Regression Model Construction

The first step of our regression modeling is to develop candidate regression models for each dependent variable. In order to find good candidate models, seven distinct regression techniques are identified and conducted as described in Figure 4. Each of these regression techniques is employed separately on two subsets of the independent variables. One subset contains percentages of each level of maintainers, number of crew chiefs, and number of total maintainers. The other subset contains the numbers of each level maintainer, number of crew chiefs, and number of total maintainers.

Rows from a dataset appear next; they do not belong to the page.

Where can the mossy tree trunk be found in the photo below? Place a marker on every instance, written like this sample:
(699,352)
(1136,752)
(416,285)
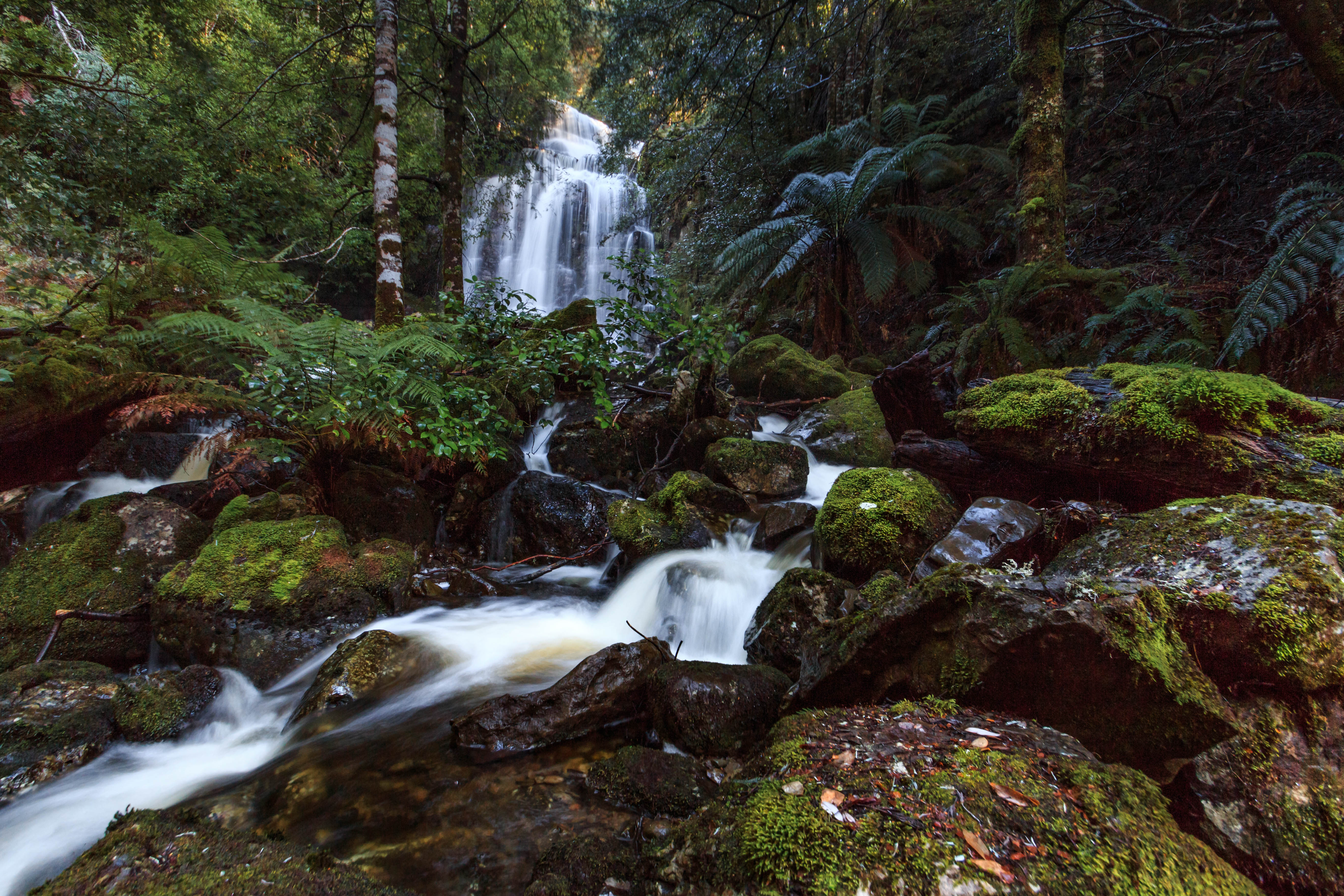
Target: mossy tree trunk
(1039,144)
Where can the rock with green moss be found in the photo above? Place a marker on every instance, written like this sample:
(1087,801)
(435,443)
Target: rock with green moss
(769,471)
(1256,582)
(777,370)
(683,515)
(799,602)
(1108,666)
(898,801)
(99,558)
(263,596)
(182,852)
(652,782)
(849,430)
(881,519)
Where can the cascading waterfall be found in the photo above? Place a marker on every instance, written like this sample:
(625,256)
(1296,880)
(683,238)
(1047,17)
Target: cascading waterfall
(552,236)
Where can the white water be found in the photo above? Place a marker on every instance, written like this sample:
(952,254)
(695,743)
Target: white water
(552,237)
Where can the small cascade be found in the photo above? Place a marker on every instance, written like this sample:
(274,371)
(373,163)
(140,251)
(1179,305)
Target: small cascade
(552,236)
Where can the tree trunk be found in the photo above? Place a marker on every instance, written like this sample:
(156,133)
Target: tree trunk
(1316,29)
(455,136)
(388,230)
(1039,143)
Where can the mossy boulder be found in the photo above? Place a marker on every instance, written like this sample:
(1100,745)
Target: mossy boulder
(847,430)
(182,852)
(683,515)
(1256,582)
(652,782)
(777,370)
(769,471)
(881,519)
(99,558)
(798,604)
(898,801)
(263,596)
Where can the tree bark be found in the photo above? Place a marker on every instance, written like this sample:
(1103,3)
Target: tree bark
(1039,144)
(389,308)
(455,136)
(1316,29)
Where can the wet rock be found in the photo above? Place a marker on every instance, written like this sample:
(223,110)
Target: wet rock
(542,514)
(798,604)
(988,532)
(651,782)
(609,687)
(160,706)
(896,801)
(881,519)
(182,852)
(781,522)
(683,515)
(100,558)
(715,710)
(777,370)
(847,430)
(374,503)
(139,456)
(260,597)
(700,434)
(769,471)
(362,667)
(1109,667)
(54,716)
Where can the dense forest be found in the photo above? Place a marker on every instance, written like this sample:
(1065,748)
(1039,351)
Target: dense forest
(672,447)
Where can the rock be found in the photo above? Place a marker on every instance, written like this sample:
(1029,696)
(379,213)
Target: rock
(777,370)
(260,597)
(544,514)
(54,716)
(609,687)
(139,456)
(798,604)
(182,852)
(160,706)
(681,516)
(100,558)
(374,503)
(362,667)
(781,522)
(881,519)
(849,430)
(1255,582)
(769,471)
(715,710)
(1044,811)
(987,534)
(651,782)
(1109,668)
(705,432)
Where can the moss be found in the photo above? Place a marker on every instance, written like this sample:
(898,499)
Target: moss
(881,519)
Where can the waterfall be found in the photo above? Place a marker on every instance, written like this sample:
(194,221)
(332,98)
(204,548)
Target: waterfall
(550,237)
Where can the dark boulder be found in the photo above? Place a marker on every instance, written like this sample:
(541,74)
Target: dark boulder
(607,688)
(715,710)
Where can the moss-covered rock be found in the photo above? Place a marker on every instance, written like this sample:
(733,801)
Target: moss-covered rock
(682,515)
(97,558)
(776,370)
(182,852)
(849,430)
(881,519)
(771,471)
(652,782)
(1256,582)
(263,596)
(898,801)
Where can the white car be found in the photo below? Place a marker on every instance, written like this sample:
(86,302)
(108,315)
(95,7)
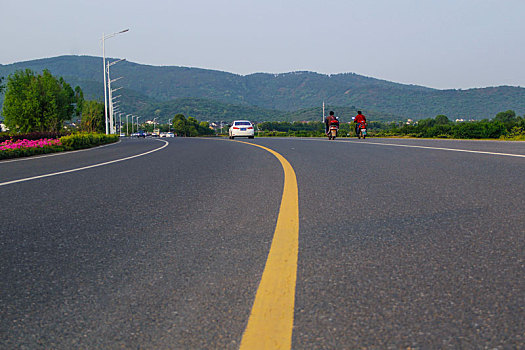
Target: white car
(241,128)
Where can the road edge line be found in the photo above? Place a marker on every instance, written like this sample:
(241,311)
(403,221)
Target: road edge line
(83,168)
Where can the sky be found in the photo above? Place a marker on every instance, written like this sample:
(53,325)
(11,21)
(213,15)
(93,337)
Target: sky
(443,44)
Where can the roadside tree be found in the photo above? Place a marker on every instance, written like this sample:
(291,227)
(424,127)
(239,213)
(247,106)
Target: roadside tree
(93,117)
(37,102)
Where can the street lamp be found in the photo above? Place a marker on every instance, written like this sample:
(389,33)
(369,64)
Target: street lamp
(111,99)
(104,37)
(127,124)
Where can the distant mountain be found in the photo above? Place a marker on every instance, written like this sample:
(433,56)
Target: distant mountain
(216,95)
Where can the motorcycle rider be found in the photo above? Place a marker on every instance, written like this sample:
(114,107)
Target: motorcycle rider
(331,119)
(359,120)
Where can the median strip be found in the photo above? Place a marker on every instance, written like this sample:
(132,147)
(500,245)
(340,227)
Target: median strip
(271,319)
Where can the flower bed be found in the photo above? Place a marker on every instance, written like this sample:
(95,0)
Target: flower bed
(9,144)
(14,148)
(24,148)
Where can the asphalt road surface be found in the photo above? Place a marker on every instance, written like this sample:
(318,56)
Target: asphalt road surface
(402,244)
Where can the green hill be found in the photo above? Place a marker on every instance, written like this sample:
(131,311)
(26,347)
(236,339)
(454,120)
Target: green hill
(215,95)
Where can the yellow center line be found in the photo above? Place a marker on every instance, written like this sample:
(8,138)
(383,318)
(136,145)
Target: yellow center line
(271,320)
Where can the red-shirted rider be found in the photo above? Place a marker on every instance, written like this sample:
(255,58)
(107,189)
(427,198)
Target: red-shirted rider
(331,119)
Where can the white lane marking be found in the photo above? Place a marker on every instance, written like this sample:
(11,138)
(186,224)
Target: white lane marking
(364,142)
(55,154)
(166,143)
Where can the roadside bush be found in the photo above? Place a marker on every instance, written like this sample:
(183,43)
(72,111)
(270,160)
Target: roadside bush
(32,136)
(26,152)
(79,141)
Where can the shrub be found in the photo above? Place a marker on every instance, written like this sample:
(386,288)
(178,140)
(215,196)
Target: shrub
(79,141)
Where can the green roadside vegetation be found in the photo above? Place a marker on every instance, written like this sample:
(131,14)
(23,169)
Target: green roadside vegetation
(505,126)
(38,110)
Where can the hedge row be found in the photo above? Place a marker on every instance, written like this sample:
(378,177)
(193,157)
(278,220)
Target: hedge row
(32,136)
(79,141)
(69,143)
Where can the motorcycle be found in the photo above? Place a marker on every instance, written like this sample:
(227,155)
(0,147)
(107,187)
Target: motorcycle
(332,131)
(361,130)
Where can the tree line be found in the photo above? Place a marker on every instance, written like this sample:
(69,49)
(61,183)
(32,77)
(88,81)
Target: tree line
(503,125)
(43,103)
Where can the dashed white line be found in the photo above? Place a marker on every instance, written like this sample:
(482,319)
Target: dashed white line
(83,168)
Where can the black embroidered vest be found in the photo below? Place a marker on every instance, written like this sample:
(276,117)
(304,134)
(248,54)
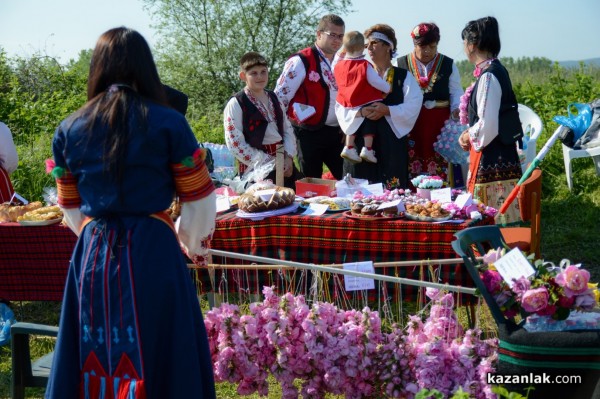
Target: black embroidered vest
(441,88)
(254,124)
(509,124)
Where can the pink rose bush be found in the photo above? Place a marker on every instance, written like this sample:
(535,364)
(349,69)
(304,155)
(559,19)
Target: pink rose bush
(551,291)
(346,352)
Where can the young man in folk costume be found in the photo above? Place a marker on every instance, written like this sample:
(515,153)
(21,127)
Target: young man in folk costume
(307,82)
(255,123)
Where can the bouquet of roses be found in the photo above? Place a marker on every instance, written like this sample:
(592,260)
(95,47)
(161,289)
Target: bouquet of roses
(551,291)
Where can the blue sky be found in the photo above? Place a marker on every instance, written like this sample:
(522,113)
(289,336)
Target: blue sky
(558,30)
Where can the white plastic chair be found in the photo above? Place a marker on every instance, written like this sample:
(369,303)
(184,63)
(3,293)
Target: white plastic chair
(569,154)
(532,127)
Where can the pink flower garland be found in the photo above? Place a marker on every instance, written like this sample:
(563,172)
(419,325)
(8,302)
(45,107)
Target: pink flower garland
(330,350)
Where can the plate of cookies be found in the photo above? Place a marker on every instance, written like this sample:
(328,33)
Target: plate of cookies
(427,212)
(369,210)
(43,216)
(336,204)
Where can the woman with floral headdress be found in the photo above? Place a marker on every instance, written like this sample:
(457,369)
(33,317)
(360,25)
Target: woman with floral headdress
(400,108)
(439,80)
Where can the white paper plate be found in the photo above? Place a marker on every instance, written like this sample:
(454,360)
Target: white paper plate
(39,222)
(261,215)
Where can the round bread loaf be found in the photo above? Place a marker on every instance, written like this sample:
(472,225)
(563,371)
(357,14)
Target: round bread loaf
(252,202)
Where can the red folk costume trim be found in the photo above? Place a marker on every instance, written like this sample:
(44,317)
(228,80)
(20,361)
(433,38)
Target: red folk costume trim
(6,188)
(123,384)
(425,82)
(192,180)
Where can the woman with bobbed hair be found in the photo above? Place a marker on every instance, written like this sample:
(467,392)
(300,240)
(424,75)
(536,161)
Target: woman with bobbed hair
(131,325)
(439,79)
(400,109)
(489,107)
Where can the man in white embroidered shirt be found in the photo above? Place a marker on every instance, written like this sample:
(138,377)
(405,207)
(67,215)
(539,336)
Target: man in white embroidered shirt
(307,90)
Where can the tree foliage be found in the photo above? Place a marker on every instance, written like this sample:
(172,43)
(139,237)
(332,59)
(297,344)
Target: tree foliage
(203,40)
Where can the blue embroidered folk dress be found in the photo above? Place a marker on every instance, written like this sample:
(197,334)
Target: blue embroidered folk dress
(131,325)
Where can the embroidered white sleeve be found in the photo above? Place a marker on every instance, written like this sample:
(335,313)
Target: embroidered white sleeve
(196,225)
(234,136)
(289,137)
(403,116)
(488,97)
(377,81)
(455,88)
(290,80)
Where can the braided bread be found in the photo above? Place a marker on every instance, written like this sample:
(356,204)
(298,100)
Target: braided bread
(252,202)
(10,213)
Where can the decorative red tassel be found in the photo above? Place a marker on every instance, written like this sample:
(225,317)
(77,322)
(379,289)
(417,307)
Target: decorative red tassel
(50,164)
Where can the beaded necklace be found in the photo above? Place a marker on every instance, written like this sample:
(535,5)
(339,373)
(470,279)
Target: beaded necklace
(481,66)
(267,112)
(389,77)
(425,82)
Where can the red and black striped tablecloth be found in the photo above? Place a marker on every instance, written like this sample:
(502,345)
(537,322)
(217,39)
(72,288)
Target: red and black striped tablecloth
(34,259)
(333,239)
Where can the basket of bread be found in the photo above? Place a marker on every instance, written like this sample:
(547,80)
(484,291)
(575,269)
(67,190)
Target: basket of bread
(41,216)
(10,212)
(263,197)
(262,200)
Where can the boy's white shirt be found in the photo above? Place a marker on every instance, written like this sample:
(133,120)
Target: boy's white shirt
(293,76)
(243,152)
(402,117)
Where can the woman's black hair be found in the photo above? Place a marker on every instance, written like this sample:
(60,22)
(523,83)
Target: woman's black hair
(483,33)
(122,72)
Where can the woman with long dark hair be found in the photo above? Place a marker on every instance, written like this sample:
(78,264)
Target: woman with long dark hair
(489,106)
(131,325)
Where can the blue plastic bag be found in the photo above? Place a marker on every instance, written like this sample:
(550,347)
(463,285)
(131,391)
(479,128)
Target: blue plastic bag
(578,123)
(7,319)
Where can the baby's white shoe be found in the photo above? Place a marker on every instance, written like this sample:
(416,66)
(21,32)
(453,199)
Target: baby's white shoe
(351,155)
(368,155)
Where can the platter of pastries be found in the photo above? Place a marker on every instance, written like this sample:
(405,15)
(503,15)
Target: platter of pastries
(41,216)
(266,198)
(369,209)
(427,212)
(336,204)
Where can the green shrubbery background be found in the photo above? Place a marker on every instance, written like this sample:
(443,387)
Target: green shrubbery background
(37,93)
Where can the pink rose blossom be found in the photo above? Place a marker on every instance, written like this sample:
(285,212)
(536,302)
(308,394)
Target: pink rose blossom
(535,300)
(313,76)
(574,280)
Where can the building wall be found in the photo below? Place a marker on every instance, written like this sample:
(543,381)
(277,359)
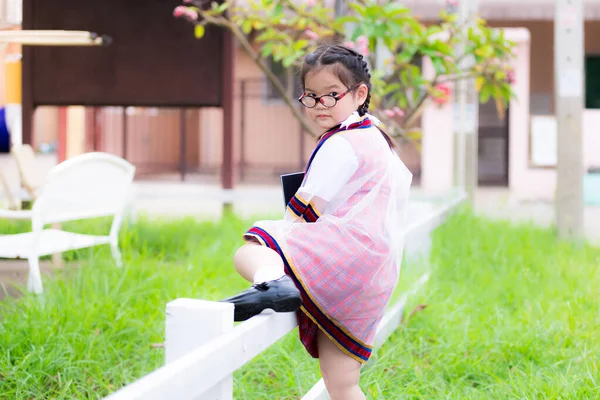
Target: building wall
(535,74)
(542,58)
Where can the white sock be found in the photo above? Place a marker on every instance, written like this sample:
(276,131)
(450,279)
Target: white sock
(269,273)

This ensures that the percentages and numbers of each level maintainer are never included in the same model, thereby maintaining independence. Figure 5 contains resulting models from each regression technique for the MC rate dependent variable.

Regression Model Selection

The regression model construction step results in multiple candidate models for each dependent variable. The need arose to select the best model for each dependent variable by examining the linear fit of the models, the efficiency of models, and adherence to model assumptions.

The first step is to examine the linear fit of each candidate model. Any candidate model which does not result in a fit parameter (adjusted R-squared value) of 0.64 or greater was eliminated from further consideration, reducing the number of candidate models from 82 to 60. This criterion determines that no candidate model provides a good fit for flying hours and sorties. This result suggests that factors other than personnel skill level are influencing these two performance measures, and therefore flying hours and sorties are eliminated from further analysis.

The next criterion used to select the final models is model efficiency. Here, efficiency is defined as how well the model fits the data (adjusted R-squared) given the number of variable inputs needed to obtain this fit (independent variable terms). Efficient frontiers for each of the six remaining dependent variables are developed by graphing the adjusted R-squared value versus the number of variable terms for each remaining candidate model. Dominant models, or those models that lie on the efficient frontier, are identified as models that achieve better or equal adjusted R-squared values with fewer variable terms. A summary of all candidate models with fit criteria greater than 0.64 is shown in Figure 6. We have identified the most efficient models for each dependent variable, and we have reduced the number of candidate models from 60 to 18.

A summary of the efficiency analysis is given in Figure 7. An abbreviated naming scheme for the candidate models is given by regression analysis technique number and type of skill level data (P for percentage and N for number). For example, a candidate model developed for percentage of skill level data using regression 5 is Regression 5P. Figure 8 presents the efficiency analysis graph for MC rate. Here we can see that candidate models Regression 5P and Regression 7N lie on the efficient frontier as they dominate the other models.